Unter dem Vorwande von Müdigkeit bat Dantes, sich an das Steuerruder setzen zu dürfen. Sehr erfreut, seiner Funktionen überhoben zu sein, fragte der Rudergänger den Patron mit dem Auge, und dieser bedeutete ihm durch ein Zeichen, er könnte den Helmstock seinem neuen Gefährten übergeben. In dieser Stellung konnte Dantes seine Augen auf Marseille gerichtet halten.

»Den wievielten des Monats haben wir?« fragte Dantes Jacopo, der sich das Castell If aus dem Gesichte verlierend zu ihm gesetzt hatte.

»Den 28sten Februar,« antwortete dieser.

»Von welchem Jahre?« fragte abermals Dantes.

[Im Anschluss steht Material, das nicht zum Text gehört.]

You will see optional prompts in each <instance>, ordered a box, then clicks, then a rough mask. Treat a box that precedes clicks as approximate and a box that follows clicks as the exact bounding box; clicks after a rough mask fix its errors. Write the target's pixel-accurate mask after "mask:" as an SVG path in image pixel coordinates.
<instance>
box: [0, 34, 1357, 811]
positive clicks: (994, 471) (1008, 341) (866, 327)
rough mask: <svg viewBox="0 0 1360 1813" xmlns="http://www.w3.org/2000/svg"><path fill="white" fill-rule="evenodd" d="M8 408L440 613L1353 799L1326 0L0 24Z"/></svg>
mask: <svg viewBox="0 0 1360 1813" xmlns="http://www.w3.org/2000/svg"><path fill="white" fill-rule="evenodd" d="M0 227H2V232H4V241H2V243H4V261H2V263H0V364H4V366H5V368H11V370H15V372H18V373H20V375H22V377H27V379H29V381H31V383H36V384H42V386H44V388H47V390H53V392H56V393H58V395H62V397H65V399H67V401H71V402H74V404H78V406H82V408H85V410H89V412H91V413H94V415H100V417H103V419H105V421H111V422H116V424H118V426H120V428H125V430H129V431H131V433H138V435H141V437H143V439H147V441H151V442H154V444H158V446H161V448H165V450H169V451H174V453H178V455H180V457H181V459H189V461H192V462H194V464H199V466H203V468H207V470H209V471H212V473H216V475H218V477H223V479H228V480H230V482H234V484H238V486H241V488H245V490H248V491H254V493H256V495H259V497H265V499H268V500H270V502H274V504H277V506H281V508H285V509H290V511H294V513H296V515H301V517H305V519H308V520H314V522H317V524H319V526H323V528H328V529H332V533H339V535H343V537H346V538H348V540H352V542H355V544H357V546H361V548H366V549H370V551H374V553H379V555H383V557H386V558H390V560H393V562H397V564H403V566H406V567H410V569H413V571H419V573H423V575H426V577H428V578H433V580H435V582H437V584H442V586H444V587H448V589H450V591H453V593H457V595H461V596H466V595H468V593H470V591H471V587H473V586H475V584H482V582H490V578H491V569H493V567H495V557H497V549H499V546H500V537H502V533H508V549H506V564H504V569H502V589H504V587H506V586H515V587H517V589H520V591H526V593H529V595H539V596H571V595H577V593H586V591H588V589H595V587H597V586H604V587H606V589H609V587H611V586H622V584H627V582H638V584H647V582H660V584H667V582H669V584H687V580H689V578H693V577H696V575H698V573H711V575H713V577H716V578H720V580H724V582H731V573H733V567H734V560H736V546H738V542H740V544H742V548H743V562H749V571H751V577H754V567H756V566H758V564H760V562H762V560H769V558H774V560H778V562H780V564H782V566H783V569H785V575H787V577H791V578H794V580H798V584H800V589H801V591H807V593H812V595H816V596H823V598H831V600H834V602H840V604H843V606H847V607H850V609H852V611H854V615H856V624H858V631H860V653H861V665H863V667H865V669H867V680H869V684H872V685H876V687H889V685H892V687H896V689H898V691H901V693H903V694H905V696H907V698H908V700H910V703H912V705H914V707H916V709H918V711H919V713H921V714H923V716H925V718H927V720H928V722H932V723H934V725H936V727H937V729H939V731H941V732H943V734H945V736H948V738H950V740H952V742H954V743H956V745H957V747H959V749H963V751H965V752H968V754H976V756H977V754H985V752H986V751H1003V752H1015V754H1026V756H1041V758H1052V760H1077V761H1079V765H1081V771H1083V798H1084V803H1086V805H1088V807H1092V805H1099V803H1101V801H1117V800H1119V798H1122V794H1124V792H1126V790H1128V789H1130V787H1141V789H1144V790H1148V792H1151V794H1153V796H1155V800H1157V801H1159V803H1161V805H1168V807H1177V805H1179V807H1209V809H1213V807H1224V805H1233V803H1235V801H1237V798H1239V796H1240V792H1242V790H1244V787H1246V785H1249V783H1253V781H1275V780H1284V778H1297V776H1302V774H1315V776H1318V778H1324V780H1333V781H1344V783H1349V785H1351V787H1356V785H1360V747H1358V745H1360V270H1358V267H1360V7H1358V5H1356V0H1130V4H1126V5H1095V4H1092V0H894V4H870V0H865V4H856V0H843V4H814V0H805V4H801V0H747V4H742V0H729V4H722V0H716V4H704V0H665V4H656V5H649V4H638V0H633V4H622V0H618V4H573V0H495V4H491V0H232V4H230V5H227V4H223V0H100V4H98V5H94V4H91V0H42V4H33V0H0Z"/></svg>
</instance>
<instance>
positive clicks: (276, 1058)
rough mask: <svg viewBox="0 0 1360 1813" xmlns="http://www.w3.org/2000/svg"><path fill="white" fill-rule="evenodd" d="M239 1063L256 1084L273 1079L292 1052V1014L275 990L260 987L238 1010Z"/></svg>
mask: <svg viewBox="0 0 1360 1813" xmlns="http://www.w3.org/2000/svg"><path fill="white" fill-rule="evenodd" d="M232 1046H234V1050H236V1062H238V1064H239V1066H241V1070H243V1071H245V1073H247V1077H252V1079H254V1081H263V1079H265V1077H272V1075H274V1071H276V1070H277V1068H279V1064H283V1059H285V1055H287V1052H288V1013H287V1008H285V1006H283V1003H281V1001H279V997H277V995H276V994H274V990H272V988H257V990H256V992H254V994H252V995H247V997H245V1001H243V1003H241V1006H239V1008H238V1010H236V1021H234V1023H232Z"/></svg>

»Von welchem Jahre? Ihr fragt, von welchem Jahre?«

»Ja,« versetzte der junge Mann.

»Ihr habt das Jahr vergessen, in welchem wir uns befinden?«

»Was wollt Ihr,« sagte Dantes lachend, »ich habe diese Nacht eine solche Angst ausgestanden, daß ich darüber beinahe den Geist verlor, und mein Gedächtnis ist noch völlig gestört, ich frage Euch also den 28sten von welchem Jahre haben wir?«

»Vom Jahre 1829,« sagte Jacopo.

Es waren auf den Tag vierzehn Jahre, daß man Dantes verhaftet hatte. Mit neunzehn Jahren war er in das Castell If gekommen, und er verließ dasselbe mit drei und dreißig Jahren. Ein schmerzliches Lächeln zog über seine Lippen hin; er fragte sich, was aus Mercedes während dieser Zeit, wo sie ihn hatte für tot halten müssen, geworden wäre. Dann entzündete sich ein Blitz des Hasses in seinen Augen, indem er an die drei Menschen dachte, denen er eine so lange und grausame Gefangenschaft zu verdanken hatte, und er erneuerte gegen Danglars, Fernand und Villefort den Schwur unversöhnlicher Rache, den er in seinem Gefängnis ausgesprochen hatte; und sein Schwur war keine leere Drohung, denn zu dieser Stunde hätte der beste Schnellsegler des mittelländischen Meeres sicherlich die kleine Tartane nicht mehr einholen können, welche mit voller Kraft nach Livorno fuhr.